Sunday, October 30, 2016

HRO: Reluctance to simplify

There's an old Hindu parable about an elephant and five blind men (the number of blind men varies in different versions of the story).  In the story, each blind man touches the elephant in order to describe to the others what an elephant is like.  As each blind man touches a different part of the elephant, the description varies significantly, and not one description is exactly correct.

The American poet John Godfrey Saxe immortalized the story in the American lexicon with his version, which can be found here.  In Saxe's version, there are six blind men.  The first blind man touches the elephant's side and states that the elephant is like a wall.  The second blind man touches the elephant's tusk and states that the elephant is like a spear.  The third blind man touches the elephant's trunk and states that the elephant is like a snake.  The fourth blind man touches the elephant's leg and states that the elephant is like a tree.  The fifth blind man touches the elephant's ear and states that the elephant is like a fan.  The sixth blind man touches the elephant's tail and states that the elephant is like a rope.

The "Blind Men and the Elephant" is a perfect example of how different perspectives can provide vastly different explanations of a particular event.  I am reminded of a great movie, called Vantage Point, starring Dennis Quaid, Forest Whitaker, Sigourney Weaver, and William Hurt.  Dennis Quaid plays a U.S. Secret Service agent trying to protect the President of the United States (played by William Hurt).  The movie is unique in that it tells the same story eight different times - each from the vantage point of a different character in the movie.  There was a similar movie in 1950 called Rashomon, which has given rise to the phenomenon known as the "Rashomon Effect" in cognitive psychology.

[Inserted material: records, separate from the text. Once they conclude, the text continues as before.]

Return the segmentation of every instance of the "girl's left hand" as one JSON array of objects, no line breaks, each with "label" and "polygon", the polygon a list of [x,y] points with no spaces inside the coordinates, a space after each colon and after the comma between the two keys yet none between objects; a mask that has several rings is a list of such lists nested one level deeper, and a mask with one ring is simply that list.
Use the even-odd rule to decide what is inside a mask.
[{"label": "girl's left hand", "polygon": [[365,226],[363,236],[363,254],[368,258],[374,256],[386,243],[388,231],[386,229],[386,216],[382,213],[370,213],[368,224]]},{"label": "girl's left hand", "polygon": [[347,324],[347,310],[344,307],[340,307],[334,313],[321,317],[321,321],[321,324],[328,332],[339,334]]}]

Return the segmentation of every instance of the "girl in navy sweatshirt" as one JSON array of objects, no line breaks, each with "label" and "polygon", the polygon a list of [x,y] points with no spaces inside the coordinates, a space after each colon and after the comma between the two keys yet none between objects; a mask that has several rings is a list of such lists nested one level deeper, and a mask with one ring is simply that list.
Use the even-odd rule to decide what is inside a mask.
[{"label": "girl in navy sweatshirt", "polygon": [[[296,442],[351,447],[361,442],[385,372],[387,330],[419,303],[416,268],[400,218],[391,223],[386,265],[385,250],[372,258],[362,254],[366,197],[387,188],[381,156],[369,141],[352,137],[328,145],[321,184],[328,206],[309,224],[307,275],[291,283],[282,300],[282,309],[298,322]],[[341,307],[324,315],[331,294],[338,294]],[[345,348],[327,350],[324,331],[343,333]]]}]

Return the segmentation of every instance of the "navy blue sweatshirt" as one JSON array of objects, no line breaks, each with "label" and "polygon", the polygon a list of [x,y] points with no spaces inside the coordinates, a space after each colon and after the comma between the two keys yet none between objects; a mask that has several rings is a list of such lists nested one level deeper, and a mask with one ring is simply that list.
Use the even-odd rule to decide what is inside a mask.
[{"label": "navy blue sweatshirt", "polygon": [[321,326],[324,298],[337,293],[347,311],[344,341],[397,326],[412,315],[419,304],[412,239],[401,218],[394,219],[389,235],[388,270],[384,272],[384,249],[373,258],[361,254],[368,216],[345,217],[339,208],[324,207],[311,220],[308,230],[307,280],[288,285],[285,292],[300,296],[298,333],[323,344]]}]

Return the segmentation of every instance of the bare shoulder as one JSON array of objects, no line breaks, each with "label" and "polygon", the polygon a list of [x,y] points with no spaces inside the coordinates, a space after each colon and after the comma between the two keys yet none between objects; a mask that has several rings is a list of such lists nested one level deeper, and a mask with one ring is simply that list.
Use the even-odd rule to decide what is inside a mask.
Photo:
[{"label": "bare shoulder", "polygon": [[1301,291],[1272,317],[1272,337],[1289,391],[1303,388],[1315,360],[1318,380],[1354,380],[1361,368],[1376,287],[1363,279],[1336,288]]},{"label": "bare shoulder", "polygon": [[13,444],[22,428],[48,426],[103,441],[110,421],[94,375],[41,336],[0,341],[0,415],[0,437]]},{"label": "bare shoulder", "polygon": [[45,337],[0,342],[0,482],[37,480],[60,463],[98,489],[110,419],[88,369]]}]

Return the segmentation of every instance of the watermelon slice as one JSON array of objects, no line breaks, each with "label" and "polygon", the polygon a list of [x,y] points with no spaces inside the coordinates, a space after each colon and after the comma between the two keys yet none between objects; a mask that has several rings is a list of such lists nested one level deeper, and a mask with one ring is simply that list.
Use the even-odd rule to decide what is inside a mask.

Collectively, this Hindu parable and these two movies describe the situation in which multiple perspectives can lead to multiple explanations (some of which may be completely wrong) of an event.  We see examples of the "Rashomon effect" in health care today.  Consider the case of a physician who commits a 10-fold dosing error with a particular medication order (note that in pediatrics, medication dosing is based on body weight, so that medications are administered on a mg medication per kg body weight basis).  Why did this dosing error occur?  The simplest explanation is that the physician had a momentary lapse in judgment and made a decimal point error in the calculation.  Upon further review, however, the physician was in the last hour of a 36 hour shift (this particular case occurred prior to the implementation of duty-hour restrictions for residents).  Moreover, the bedside nurse was relatively new to the hospital and didn't want to question the physician's authority.  Finally, the medication was a verbal order (i.e. not written down - again, before the days of computerized physician order entry) and was administered in an emergency to a critically ill infant in the Pediatric Intensive Care Unit.  For this reason, the pharmacist, who would have normally reviewed and filled the medication order, was not involved in the case.  Multiple checkpoints for medication safety were bypassed.  Had we talked to each individual - the physician, the nurse, and the pharmacist - we likely would have heard vastly different stories.  Only by putting all three versions of the event together could we learn the true root cause of the medication error.

High reliability organizations (HROs) are characterized by a reluctance to simplify interpretation of events.  HROs understand that we live in a complex, unpredictable world and that the easiest explanation (often the first explanation) is usually not the complete story.  HROs do not fall victim to either the Rashomon effect or to the related phenomenon of "groupthink" (more on groupthink in a future post).  HROs conduct thorough, in-depth investigations of adverse events, usually interviewing multiple individuals to get different perspectives, in order to get to the root-cause of the event. 

We can easily see that if we relied simply on only one of the blind men's explanations, we would never fully understand what an elephant looks like.  It is only by putting together all six explanations that we come close to knowing the truth.  The simplest explanation (often the easiest explanation) is rarely the correct one.  Dig deeper for the truth and do not simplify.